The title of your question is wondering why you often see $a = 1$ in the form of the elliptic curve you specified. I would first check the top answer (Thomas Pornin's) to this question.
This form of the curve is called non-supersingular. If $b=1$ and $a \in \{0,1\}$, it's called a Koblitz curve or anomalous binary curve.
The short, quick answer is: if your curve is of the form you specified over $\mathbb{F}_2$, with $a = 0$ or $a = 1$, and $b=1$, it allows you to use the Frobenius endomorphism $\tau: \mathbb{F}_{2^m} \rightarrow \mathbb{F}_{2^m}, \alpha \mapsto \alpha^2$ to very quickly calculate $2P$ for a point $P$; you just square coordinates instead of having to use the usual doubling or addition formula.

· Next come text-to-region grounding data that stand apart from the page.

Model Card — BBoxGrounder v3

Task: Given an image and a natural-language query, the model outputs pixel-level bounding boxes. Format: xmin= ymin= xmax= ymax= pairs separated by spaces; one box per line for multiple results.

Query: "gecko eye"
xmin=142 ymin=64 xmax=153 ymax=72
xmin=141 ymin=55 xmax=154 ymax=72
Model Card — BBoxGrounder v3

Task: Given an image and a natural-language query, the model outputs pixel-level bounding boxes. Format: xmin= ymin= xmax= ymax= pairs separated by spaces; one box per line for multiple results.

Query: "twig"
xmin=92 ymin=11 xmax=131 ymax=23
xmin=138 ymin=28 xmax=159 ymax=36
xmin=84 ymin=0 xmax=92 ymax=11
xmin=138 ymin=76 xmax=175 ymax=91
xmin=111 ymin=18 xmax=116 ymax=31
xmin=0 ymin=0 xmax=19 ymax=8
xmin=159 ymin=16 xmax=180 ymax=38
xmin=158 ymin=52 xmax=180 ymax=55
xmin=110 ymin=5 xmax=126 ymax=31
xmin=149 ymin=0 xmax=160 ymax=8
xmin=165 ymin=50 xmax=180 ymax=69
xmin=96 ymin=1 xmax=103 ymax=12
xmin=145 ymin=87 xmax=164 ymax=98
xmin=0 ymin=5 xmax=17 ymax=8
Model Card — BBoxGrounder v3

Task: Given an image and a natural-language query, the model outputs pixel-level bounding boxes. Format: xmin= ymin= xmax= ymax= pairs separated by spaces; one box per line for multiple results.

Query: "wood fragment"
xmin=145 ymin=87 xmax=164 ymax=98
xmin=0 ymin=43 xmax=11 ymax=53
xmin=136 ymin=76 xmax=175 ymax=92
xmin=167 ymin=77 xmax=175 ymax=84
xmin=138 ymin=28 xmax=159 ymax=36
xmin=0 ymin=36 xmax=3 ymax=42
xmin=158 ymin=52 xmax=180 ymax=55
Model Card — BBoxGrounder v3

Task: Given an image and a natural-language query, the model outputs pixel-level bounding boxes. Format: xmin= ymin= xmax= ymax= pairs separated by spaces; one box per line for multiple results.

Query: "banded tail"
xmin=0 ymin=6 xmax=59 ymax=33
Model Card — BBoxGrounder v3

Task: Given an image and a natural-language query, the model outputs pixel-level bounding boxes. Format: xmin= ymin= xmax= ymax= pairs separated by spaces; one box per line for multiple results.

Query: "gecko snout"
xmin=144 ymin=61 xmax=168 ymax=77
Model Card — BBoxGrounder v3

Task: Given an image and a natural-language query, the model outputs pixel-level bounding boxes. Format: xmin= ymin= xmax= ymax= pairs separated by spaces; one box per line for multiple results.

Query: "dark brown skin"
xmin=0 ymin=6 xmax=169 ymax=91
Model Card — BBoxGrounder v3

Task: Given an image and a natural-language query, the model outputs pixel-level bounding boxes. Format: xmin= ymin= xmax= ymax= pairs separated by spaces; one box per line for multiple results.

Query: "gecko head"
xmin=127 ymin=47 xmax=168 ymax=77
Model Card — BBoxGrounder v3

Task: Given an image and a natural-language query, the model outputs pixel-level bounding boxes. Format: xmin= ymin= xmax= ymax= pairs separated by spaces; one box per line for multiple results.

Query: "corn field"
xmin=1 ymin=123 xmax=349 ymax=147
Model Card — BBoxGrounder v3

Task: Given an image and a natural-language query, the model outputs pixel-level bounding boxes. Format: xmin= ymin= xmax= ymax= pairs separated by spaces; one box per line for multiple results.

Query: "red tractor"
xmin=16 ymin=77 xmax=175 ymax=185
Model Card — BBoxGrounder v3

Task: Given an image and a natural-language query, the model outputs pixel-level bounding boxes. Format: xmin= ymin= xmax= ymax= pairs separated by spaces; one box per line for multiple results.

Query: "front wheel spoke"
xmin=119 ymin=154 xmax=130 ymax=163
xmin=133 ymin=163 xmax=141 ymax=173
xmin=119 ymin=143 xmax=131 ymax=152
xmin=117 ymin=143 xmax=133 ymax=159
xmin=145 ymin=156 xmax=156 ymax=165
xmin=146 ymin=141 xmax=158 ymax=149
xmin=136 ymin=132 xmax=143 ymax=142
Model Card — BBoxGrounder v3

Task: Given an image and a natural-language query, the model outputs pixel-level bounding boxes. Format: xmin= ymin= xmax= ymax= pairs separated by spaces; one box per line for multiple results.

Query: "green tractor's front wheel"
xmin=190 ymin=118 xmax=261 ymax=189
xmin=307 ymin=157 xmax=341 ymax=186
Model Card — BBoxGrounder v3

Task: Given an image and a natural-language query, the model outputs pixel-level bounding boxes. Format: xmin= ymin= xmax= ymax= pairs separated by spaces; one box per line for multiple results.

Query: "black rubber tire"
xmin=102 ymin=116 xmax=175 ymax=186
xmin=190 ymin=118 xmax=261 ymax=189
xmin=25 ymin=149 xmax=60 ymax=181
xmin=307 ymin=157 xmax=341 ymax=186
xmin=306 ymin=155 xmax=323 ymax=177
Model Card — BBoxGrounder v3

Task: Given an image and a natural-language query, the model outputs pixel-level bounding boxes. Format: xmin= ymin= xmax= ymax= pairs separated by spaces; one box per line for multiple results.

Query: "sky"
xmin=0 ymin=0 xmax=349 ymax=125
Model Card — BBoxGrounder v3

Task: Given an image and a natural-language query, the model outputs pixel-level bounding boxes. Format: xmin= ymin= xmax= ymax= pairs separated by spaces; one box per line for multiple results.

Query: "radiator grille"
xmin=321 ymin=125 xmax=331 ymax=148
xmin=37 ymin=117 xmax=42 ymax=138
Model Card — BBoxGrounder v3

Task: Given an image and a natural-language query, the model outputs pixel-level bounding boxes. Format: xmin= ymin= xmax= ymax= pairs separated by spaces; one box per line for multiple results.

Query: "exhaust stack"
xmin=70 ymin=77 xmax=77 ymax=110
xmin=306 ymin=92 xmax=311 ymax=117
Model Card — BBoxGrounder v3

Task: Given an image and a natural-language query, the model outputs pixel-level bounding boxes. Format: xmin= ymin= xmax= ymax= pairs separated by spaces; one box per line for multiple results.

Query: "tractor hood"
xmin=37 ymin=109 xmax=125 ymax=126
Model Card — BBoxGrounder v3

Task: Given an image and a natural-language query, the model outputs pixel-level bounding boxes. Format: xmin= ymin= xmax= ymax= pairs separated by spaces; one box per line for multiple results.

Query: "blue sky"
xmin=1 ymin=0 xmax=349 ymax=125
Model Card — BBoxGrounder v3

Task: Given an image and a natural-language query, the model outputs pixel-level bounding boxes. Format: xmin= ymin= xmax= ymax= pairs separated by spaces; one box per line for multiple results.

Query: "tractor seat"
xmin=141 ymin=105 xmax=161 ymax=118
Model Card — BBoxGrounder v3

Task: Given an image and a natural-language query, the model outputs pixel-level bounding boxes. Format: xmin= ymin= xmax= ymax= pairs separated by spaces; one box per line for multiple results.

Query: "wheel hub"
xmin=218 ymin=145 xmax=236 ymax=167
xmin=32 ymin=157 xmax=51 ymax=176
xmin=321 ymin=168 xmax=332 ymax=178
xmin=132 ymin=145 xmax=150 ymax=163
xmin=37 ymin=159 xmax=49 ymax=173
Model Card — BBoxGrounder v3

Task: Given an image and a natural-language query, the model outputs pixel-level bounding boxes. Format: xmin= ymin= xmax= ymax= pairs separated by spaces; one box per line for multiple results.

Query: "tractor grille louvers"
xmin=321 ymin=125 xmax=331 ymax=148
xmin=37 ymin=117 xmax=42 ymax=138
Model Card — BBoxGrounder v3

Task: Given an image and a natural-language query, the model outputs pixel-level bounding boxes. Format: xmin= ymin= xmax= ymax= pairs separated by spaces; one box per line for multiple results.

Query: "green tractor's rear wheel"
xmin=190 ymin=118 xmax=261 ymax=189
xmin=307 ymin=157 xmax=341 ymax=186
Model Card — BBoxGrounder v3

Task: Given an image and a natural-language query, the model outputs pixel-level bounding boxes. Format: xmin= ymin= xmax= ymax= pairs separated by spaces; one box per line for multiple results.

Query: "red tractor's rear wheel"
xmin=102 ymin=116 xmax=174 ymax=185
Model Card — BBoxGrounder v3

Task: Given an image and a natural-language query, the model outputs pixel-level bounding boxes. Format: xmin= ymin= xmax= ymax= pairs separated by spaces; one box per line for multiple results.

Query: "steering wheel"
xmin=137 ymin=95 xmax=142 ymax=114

This is much more efficient than the usual method of doubling.
For a point in $\mathbb{F}_{2^m}$, $\tau$ satisfies $2 = \mu \tau - \tau^2$, where $\mu = (-1)^{1-a}$. So if you want to compute $nP$, with $P \in \mathbb{F}_{2^m}$, first write $n$ as a sum of powers of $\tau$ and then apply those terms to your point $P$: $\tau(P) = (\tau(x), \tau(y))$.
I'm not sure if this is the mapping you're looking for, but you can see you get a lot of mileage out of $a \in \{0,1\}$ on an elliptic curve over $\mathbb{F}_{2^m}$!